In Chile, as many as eight people have died in widespread civil unrest that’s brought Santiago to a standstill and sparked a violent police and military crackdown across the country. The protests in Chile began in response to a subway fare hike two weeks ago and have grown into a mass uprising against rising inequality, high cost of living and privatization. Conservative billionaire President Sebastián Piñera canceled the fee increase on Saturday, but protests are continuing, with a national strike called for today.

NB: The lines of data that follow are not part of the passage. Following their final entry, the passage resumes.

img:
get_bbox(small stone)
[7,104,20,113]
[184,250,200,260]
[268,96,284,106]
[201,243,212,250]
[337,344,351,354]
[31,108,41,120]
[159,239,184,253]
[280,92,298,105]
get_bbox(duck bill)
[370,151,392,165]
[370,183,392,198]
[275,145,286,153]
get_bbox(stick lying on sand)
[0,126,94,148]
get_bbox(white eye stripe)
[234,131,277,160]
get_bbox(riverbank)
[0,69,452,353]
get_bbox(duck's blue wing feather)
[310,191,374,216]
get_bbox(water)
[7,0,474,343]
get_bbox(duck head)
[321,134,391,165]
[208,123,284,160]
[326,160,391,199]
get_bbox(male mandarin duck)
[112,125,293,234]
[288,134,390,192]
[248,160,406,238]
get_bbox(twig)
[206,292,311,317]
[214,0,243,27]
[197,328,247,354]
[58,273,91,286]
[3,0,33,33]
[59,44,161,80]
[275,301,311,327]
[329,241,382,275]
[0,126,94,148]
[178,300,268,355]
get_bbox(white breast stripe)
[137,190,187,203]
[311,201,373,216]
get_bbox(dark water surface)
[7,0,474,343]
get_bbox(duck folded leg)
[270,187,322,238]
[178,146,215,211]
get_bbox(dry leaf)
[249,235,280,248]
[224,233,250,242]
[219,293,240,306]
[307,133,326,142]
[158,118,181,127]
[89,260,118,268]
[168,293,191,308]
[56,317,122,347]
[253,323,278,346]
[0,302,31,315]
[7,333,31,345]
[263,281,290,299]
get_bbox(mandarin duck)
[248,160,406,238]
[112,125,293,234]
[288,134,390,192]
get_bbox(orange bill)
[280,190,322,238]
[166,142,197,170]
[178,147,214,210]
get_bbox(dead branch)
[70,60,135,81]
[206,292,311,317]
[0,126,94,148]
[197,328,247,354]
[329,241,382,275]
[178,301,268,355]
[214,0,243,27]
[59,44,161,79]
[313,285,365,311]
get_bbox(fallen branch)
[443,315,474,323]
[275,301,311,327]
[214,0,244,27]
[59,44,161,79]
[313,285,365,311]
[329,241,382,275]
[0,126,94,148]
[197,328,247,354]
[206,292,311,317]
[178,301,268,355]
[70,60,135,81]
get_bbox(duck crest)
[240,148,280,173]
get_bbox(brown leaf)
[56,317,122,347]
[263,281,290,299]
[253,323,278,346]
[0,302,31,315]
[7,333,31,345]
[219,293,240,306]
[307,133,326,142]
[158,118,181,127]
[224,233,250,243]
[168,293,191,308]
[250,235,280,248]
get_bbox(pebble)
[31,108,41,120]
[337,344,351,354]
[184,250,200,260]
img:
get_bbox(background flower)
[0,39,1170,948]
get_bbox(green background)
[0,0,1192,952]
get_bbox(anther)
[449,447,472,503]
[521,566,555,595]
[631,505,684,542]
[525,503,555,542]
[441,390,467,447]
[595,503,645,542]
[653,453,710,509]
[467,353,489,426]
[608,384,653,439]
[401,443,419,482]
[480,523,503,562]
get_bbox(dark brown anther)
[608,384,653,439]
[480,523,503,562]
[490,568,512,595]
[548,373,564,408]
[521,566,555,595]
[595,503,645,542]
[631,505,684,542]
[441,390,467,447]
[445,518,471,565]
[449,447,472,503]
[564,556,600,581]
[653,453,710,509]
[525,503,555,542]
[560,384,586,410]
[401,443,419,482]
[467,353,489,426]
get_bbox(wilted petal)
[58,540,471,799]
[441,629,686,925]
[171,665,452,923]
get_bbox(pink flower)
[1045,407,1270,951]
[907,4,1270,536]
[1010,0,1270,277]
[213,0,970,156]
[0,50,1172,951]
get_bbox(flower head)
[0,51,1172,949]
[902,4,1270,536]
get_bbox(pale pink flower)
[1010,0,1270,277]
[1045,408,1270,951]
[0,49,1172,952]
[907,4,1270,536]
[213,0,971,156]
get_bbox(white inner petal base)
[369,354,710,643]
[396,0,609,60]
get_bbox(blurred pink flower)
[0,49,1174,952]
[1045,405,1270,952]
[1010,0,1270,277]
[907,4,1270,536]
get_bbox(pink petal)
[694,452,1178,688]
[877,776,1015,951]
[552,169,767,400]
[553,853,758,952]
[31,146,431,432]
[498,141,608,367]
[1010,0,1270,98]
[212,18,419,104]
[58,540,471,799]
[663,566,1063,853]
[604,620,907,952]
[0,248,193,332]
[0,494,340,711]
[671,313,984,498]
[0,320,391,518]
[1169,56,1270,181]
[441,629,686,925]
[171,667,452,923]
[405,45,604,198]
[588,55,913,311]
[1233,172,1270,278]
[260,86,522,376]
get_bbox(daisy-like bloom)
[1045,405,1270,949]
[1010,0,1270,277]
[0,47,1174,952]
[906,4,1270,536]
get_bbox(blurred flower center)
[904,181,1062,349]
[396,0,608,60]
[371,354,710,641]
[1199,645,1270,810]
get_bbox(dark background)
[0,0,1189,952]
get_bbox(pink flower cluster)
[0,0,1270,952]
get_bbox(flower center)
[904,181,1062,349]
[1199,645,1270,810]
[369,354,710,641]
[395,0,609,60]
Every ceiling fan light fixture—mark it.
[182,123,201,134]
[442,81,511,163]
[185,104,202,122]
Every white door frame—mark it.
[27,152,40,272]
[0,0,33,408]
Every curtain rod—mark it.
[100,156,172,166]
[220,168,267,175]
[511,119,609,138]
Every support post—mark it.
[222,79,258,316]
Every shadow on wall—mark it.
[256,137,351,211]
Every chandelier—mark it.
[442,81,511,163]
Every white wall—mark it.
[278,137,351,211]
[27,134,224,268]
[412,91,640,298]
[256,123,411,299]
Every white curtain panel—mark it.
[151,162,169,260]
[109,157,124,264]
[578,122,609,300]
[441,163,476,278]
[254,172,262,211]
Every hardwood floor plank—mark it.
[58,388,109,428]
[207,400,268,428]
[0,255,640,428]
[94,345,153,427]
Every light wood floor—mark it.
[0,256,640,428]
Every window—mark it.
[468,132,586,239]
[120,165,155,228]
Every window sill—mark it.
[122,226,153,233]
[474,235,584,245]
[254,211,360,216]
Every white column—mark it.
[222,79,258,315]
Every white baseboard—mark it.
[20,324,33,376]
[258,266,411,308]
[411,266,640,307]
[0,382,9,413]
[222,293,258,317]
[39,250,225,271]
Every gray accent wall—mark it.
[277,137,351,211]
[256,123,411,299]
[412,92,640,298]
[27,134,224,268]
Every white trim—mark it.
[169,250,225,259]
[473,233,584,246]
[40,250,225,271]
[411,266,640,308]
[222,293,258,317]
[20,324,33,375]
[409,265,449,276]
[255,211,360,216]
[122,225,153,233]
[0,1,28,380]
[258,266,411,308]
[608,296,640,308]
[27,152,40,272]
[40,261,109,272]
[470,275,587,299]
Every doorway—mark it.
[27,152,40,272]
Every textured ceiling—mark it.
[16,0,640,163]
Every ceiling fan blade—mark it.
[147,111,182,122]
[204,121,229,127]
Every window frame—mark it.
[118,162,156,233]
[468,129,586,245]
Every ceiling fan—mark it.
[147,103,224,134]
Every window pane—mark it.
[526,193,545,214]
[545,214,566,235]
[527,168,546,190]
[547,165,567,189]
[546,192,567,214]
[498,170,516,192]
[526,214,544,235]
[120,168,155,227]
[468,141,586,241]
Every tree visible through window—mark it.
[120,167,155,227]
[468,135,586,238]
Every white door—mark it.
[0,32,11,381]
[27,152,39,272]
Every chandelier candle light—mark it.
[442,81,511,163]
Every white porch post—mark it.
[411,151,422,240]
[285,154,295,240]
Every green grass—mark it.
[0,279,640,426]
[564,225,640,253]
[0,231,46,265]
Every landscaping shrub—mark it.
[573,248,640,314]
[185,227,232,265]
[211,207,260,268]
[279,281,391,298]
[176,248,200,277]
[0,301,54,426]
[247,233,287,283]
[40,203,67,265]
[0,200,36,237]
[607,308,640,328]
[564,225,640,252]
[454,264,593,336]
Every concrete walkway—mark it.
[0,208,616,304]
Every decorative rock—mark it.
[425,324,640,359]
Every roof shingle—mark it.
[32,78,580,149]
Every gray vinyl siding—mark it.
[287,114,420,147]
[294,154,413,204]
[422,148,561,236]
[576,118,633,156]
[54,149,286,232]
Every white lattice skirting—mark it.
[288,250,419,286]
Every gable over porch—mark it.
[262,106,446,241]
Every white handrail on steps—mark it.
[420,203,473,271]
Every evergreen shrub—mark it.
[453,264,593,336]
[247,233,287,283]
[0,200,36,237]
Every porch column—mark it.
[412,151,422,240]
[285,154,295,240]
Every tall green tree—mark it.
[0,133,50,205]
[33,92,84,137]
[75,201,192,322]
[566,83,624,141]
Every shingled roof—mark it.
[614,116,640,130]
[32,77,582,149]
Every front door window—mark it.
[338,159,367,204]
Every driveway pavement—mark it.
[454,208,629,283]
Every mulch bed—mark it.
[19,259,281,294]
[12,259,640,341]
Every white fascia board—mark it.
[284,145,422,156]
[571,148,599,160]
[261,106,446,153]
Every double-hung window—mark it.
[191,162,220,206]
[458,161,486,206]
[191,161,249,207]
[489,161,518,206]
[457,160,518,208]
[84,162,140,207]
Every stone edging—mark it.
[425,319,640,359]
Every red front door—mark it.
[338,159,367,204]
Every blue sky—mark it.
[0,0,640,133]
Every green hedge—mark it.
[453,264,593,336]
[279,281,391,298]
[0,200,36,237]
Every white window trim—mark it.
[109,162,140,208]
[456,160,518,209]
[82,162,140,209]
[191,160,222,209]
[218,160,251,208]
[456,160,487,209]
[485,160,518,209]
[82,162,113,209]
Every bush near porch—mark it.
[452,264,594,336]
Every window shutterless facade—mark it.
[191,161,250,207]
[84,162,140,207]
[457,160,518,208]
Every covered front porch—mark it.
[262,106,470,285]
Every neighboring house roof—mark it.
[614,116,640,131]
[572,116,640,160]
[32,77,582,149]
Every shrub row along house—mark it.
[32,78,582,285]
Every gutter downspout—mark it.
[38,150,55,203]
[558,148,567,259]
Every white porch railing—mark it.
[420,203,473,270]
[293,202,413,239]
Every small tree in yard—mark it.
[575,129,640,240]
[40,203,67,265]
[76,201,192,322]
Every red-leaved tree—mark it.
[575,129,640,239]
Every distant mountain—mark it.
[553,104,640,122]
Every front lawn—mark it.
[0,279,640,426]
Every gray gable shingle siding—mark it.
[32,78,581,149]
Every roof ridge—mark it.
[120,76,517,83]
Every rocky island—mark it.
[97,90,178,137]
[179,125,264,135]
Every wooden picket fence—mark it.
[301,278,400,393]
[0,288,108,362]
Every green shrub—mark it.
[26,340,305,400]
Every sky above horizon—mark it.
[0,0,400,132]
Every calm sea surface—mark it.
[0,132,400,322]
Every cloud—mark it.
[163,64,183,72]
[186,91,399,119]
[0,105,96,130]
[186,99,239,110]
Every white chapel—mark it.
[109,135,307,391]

President Piñera declared a state of emergency in Santiago and five other cities over the weekend, imposing a curfew and sending the military into the streets in response to civil unrest for the first time since dictator Augusto Pinochet’s nearly 20-year regime.

Andra Chastain.
Chastain

Andra Chastain, assistant professor of history at WSU: “I first want to say that this is nothing new. Transit fare increases have sparked major social protests in Santiago and throughout Latin America for over a century. And up until the dictatorship in 1973, social protest and political opposition and opposition to fare increases were a major reason why fares were held relatively low for many decades. There were uprisings in 1949, in 1957 in Santiago…. I also want to say that in 2007 there was a major overhaul of the transportation system that integrated the buses with the Metro, known as Transantiago, which also sparked major protests. So, this is nothing new. I think that social protest actually is a legitimate way to force the government into changing its policies.

“I also want to say that the Metro has — it began in the late ’60s — and it has represented the Chilean state for a very long time, and it has represented both the left and the right. So, under the socialist revolution of Salvador Allende, Allende supported the Metro. But after he was overthrown, the dictatorship of Pinochet kind of seized on the Metro as a shining example of what could happen under an authoritarian government. And since the return to democracy, both governments on the right and the left have held up the Metro as kind of an example of what they like to call the “Chilean miracle,” showing Chile to the outside world as this developed and democratic and exemplary model.”